The FAWU agreed with the merging brewers and South Africa’s Economic Development Minister Ebrahim Patel that most conditions relating to the future of SABMiller’s Zenzele employee-share program be removed from the Competition Commission’s recommendation of the deal. The FAWU therefore won’t argue its case against the conditions at the Competition Tribunal hearing in Pretoria this week, and will instead negotiate on behalf of the program’s participants separately with AB InBev.
“We would propose that FAWU would have no further interest in the proceedings,” the union’s advocate, Tembeka Ngcukaitobi, said at the hearing on Thursday.
South Africa is just one of the jurisdictions where AB InBev is trying to get regulatory approval for the takeover, with the country’s Competition Tribunal set to decide on whether to rubber stamp the deal after the hearing concludes on Friday.

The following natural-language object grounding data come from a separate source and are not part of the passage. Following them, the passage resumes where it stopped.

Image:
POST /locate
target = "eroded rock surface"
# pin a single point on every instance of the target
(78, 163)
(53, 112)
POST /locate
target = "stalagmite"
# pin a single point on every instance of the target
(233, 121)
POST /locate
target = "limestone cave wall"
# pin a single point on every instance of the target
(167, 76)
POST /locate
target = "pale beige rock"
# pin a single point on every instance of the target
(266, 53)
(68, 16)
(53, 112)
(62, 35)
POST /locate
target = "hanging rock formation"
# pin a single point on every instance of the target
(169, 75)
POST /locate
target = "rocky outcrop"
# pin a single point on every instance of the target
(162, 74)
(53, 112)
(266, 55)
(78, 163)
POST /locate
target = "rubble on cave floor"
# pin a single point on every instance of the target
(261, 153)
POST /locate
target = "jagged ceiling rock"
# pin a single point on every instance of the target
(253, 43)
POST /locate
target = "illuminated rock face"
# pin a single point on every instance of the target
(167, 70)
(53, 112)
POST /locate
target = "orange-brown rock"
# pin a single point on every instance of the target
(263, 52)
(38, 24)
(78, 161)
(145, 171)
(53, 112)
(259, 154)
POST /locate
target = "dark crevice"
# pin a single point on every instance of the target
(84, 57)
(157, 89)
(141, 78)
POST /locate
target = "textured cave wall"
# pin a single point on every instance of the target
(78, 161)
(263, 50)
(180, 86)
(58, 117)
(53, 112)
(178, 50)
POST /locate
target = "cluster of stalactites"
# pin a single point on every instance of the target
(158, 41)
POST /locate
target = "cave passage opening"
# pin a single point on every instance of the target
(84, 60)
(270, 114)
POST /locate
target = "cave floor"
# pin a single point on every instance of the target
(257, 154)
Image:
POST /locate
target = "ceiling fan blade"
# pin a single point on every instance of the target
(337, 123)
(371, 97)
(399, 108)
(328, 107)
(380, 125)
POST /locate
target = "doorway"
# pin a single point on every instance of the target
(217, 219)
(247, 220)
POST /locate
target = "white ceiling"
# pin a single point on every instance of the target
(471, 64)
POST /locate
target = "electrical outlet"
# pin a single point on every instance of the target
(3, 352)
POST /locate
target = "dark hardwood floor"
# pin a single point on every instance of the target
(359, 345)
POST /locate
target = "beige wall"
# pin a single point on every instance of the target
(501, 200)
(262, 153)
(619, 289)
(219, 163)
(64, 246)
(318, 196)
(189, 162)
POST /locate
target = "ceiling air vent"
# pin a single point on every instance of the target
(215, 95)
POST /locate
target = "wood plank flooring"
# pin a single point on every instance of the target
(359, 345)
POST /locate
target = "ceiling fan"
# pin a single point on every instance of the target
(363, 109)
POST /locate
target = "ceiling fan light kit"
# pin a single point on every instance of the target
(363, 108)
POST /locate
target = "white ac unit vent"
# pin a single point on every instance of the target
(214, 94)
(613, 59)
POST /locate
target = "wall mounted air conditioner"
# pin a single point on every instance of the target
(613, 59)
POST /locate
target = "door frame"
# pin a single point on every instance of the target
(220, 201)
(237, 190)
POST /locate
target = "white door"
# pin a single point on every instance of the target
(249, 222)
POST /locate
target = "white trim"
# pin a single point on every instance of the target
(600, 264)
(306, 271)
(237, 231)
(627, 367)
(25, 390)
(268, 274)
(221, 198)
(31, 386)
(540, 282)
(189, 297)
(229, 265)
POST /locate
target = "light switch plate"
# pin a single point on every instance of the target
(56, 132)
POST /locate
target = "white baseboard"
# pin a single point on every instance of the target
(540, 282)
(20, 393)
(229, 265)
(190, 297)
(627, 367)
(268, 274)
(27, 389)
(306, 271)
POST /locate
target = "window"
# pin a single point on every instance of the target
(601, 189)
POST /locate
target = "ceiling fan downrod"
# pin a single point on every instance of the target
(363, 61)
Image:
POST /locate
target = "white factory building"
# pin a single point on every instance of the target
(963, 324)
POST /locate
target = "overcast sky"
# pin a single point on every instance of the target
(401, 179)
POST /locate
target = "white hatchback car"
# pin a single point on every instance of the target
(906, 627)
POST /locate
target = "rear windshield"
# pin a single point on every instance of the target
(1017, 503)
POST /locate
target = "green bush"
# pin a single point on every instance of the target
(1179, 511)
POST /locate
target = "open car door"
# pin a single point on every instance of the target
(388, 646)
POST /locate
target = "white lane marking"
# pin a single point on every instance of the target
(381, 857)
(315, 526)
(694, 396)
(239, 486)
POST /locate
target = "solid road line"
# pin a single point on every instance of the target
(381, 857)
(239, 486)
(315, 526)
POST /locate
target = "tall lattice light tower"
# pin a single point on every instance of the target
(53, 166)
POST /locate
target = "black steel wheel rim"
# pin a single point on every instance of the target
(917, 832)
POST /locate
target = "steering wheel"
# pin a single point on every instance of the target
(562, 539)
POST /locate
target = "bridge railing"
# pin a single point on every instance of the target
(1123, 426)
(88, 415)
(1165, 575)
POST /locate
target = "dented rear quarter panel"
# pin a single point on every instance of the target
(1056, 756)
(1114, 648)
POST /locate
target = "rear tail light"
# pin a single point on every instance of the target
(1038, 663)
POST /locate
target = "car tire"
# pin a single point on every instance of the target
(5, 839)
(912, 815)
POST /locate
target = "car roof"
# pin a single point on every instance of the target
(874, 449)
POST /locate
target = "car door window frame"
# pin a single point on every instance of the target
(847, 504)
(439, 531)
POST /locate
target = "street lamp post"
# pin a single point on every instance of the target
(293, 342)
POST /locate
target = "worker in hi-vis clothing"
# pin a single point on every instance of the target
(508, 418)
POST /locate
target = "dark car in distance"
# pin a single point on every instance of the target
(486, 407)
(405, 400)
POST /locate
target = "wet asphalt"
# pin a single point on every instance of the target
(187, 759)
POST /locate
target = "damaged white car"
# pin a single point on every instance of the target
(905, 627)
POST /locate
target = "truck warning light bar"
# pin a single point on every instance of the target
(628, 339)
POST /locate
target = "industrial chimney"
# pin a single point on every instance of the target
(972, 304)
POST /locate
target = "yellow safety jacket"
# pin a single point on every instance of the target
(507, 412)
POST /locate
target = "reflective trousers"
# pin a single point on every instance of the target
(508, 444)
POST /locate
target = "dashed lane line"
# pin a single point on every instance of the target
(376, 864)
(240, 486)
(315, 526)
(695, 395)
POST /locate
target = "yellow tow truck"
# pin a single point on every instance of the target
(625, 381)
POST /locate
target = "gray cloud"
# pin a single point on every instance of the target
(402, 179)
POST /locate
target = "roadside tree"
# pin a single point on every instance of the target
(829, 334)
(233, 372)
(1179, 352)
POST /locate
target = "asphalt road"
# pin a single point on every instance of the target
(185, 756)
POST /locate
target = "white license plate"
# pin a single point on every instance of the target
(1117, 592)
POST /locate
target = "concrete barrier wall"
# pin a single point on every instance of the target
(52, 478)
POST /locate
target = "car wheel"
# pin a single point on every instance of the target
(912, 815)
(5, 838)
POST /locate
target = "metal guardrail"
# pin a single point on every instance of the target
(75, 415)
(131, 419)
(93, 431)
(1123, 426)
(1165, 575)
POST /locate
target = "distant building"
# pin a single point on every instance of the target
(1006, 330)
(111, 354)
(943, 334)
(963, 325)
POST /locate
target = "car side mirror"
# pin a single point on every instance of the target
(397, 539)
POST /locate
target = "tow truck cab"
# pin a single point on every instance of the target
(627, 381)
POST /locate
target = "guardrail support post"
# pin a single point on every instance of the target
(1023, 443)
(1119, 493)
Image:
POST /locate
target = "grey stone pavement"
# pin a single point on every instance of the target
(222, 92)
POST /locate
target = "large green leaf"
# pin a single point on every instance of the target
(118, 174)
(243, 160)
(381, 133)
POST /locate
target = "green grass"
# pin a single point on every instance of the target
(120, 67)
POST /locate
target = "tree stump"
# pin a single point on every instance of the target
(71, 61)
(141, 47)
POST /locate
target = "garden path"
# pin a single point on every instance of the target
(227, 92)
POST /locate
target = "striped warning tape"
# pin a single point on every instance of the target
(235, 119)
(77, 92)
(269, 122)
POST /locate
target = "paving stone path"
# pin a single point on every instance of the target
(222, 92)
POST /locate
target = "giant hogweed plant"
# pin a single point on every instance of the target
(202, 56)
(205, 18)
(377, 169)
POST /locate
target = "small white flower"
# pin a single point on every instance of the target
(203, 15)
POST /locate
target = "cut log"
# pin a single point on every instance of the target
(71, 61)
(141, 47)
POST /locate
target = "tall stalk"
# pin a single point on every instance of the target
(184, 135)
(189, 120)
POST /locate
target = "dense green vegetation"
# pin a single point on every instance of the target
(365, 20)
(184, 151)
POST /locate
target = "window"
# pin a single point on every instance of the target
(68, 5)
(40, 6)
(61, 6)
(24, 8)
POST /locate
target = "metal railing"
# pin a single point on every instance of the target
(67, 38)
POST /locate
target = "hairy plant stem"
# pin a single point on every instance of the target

A key date in the process is Aug. 12, when SABMiller is scheduled to pay its dividend. AB InBev will receive the payout if the deal is completed by then. SABMiller, the brewer of Castle and Grolsch lagers, traces its roots back to 19th century Johannesburg.
A condition to the deal remains that AB InBev will have to present plans for the empowerment of non-white employees to the South African government. The state encourages businesses in the country to help compensate those discriminated against during apartheid.